Binance bans South Korean won (KRW)
Binance, the world’s largest crypto exchange, has forbidden its users to use the KRW in their transactions on the platform. The ban applies to trading, P2P transactions and deposit payments.
The reason for this, as the company explained, is to act according to the South Korean legislation. The country isn’t on the list of regulators trying to investigate Binance’s activities, however, its regulatory framework is quite ambiguous.
On the one hand, South Korea has fully legalised crypto trade. On the other hand, it has rather strict demands for registering crypto platforms. It’s necessary to acquire the FSC licence no later than 24th September, 2021. In particular, trading platforms have to see to the complete observation of the KYC procedures along with partner banks.

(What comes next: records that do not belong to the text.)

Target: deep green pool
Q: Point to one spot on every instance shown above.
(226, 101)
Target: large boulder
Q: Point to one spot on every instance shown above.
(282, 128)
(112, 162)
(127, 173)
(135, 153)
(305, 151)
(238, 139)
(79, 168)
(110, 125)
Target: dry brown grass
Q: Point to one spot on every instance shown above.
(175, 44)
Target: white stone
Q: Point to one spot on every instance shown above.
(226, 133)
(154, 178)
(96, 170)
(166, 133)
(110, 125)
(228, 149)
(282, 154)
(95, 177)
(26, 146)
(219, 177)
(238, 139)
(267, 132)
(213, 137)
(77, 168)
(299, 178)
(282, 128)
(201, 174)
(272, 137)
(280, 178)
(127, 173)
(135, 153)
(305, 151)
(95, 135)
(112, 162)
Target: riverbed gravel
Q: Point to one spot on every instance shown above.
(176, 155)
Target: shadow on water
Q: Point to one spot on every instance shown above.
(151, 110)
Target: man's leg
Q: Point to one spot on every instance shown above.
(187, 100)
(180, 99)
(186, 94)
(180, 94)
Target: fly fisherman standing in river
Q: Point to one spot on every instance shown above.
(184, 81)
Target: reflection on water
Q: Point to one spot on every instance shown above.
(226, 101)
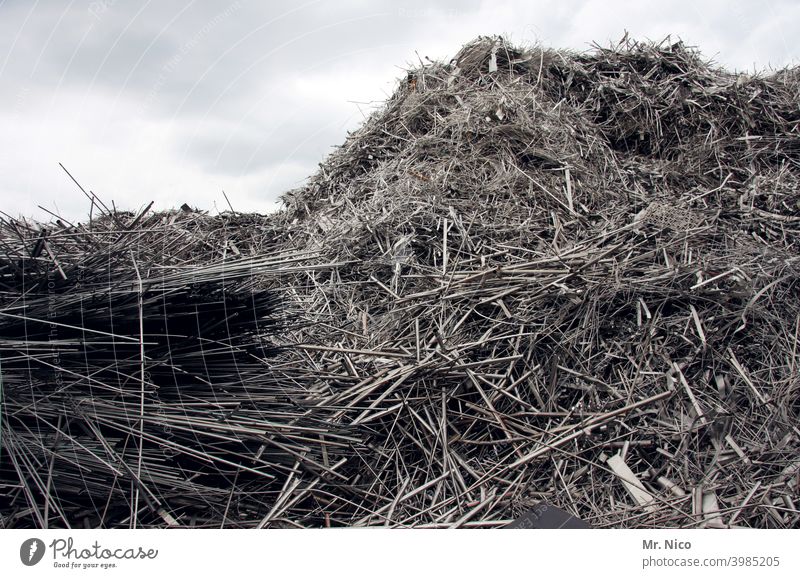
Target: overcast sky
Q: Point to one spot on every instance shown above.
(174, 101)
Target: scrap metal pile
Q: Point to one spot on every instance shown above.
(532, 275)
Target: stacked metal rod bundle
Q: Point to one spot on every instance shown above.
(532, 275)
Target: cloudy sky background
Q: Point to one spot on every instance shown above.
(173, 102)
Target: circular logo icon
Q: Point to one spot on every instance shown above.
(32, 551)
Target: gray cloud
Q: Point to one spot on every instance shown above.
(161, 100)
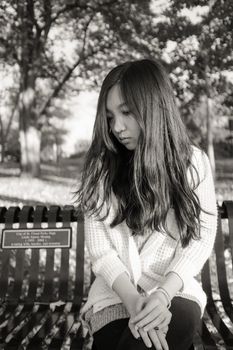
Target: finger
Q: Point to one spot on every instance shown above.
(164, 330)
(144, 312)
(159, 322)
(150, 320)
(155, 340)
(145, 338)
(162, 340)
(134, 331)
(147, 319)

In April 2021, Eun Sung-soo, Chairman of the Financial Services Commission (FSC), issued a warning about the risk of all crypto exchanges getting shut down. The demands were only met by a few of the biggest platforms in the country: Bithumb, Upbit, Korbit and Coinone.
In early August, the FSC expressed its intention to make 11 trading platforms cease operations and report their violations to the police. Binance took a similar decision regarding the Malaysian ringgit. In late June, the Securities Commission Malaysia (SC) issued a “public reprimand” to the platform and all organisations affiliated, accusing them of “unlawfully taking control of the Digital Asset Exchange (DAX)”.

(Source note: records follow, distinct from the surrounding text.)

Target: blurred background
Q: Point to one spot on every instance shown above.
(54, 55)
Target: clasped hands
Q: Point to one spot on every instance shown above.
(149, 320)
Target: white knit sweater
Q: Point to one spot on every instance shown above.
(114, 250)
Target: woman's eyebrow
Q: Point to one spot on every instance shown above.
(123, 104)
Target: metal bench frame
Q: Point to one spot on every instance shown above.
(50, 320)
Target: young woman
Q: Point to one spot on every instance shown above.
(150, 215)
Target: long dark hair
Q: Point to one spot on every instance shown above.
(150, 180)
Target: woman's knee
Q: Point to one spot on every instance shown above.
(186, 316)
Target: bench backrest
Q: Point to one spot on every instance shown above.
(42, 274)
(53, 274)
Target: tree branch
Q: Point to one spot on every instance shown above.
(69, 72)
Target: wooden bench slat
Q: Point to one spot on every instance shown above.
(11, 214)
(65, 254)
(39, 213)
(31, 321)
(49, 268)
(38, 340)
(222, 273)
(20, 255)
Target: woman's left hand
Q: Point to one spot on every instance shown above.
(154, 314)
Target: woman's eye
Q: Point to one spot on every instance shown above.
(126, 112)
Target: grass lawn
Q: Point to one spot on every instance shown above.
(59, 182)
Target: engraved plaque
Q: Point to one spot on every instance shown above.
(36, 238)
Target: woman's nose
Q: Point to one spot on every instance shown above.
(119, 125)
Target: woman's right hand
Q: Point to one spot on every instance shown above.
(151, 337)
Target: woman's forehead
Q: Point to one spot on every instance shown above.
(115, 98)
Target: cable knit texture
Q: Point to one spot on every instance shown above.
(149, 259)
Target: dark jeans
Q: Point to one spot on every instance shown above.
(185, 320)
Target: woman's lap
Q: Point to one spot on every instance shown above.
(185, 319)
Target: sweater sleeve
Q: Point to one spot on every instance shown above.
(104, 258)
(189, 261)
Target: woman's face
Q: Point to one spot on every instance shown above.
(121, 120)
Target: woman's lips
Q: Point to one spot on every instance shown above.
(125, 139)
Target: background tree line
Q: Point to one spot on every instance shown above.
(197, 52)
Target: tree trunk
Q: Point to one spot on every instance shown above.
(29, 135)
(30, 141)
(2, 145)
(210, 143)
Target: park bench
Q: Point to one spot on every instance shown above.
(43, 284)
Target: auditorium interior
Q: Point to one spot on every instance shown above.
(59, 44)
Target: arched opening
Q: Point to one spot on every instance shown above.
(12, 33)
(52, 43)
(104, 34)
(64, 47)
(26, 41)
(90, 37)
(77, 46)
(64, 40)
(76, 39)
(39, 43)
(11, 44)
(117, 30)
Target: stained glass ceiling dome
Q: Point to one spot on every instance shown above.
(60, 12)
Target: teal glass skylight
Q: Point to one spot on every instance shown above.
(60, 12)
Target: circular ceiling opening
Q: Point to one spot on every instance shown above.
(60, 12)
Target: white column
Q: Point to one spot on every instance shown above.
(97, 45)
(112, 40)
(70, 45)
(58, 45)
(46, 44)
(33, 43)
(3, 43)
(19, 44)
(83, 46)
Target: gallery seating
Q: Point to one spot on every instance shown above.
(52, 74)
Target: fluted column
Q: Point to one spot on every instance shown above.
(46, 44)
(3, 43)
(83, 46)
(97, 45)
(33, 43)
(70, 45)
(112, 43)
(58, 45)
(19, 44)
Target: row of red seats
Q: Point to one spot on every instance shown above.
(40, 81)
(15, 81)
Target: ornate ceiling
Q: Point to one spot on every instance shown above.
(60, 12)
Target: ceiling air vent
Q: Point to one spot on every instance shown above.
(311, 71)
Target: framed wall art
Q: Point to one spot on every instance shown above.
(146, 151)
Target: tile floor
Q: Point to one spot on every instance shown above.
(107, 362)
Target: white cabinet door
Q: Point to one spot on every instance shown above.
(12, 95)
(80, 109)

Binance, whose activities over the past few months have stirred the interest of several regulators, is now taking a more active stance in terms of compliance, having rejected a reactive approach in favour of a preemptive one.
Previously, the company has banned trading crypto derivatives for Hong Kong residents. It has also imposed similar restrictions on some European clients, such as Germany, Italy and The Netherlands.

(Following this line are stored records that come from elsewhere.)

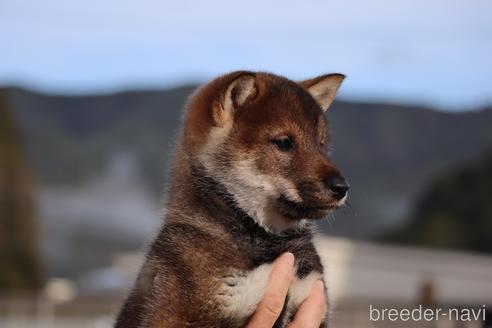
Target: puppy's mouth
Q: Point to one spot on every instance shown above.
(305, 210)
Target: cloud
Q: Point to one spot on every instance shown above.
(433, 51)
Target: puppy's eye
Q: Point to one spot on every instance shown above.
(283, 143)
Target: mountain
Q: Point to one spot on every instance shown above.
(21, 265)
(454, 211)
(387, 151)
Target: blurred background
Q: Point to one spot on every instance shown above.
(91, 95)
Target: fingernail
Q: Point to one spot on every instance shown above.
(290, 258)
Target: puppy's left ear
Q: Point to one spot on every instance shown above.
(237, 93)
(323, 88)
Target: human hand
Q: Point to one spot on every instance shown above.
(309, 314)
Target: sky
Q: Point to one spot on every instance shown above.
(430, 52)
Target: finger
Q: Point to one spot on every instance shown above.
(312, 310)
(277, 287)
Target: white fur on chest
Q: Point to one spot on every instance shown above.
(241, 292)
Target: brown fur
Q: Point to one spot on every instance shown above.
(206, 233)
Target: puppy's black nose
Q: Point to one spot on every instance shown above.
(337, 185)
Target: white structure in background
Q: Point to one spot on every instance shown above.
(358, 271)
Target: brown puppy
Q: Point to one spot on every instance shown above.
(249, 177)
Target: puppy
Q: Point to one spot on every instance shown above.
(250, 176)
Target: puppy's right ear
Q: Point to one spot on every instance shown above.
(240, 90)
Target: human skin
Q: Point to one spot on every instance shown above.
(310, 312)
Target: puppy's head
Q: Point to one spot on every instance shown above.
(264, 138)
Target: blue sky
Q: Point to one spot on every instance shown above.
(435, 52)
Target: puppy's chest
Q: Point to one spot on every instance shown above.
(241, 290)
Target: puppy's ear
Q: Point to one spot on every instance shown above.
(323, 88)
(240, 90)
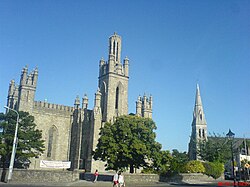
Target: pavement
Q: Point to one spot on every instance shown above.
(82, 183)
(85, 183)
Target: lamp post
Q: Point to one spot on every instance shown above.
(13, 153)
(230, 136)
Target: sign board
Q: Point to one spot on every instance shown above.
(54, 164)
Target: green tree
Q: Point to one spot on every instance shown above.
(214, 169)
(178, 162)
(127, 143)
(215, 149)
(30, 143)
(195, 166)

The platform has lowered its daily withdrawal limit for new users with verified accounts from 2 BTC to 0,06 BTC and has also cut leverages on futures down to 20x.
On 28th July, Binance announced a new API that will allow its users to track their transactions to comply with tax policies.
Binance struggling to cope
Back In June, the British Financial Conduct Authority (FCA) posed a restriction on Binance Markets Limited, banning any regulated activities without the prior written consent of the FCA.
Some other examples of controversial policies aimed at Binance include the recent investigation by the Cayman Islands, accusations of unlicensed activity by Thailand and Hong Kong, and yet another public warning from Japan. Also, Polish regulators encourage people to be extremely cautious while using the platform. Italy and Malta have warned their customers about the platform’s unregulated activities, while the Indian government is trying to investigate its role in a money laundering case.
All this could be a wake-up call for Binance to reconsider its relation to authorities across the globe. After all, the unfavourable air around the platform’s presence in so many countries will certailny have repercussions in terms of the company’s success.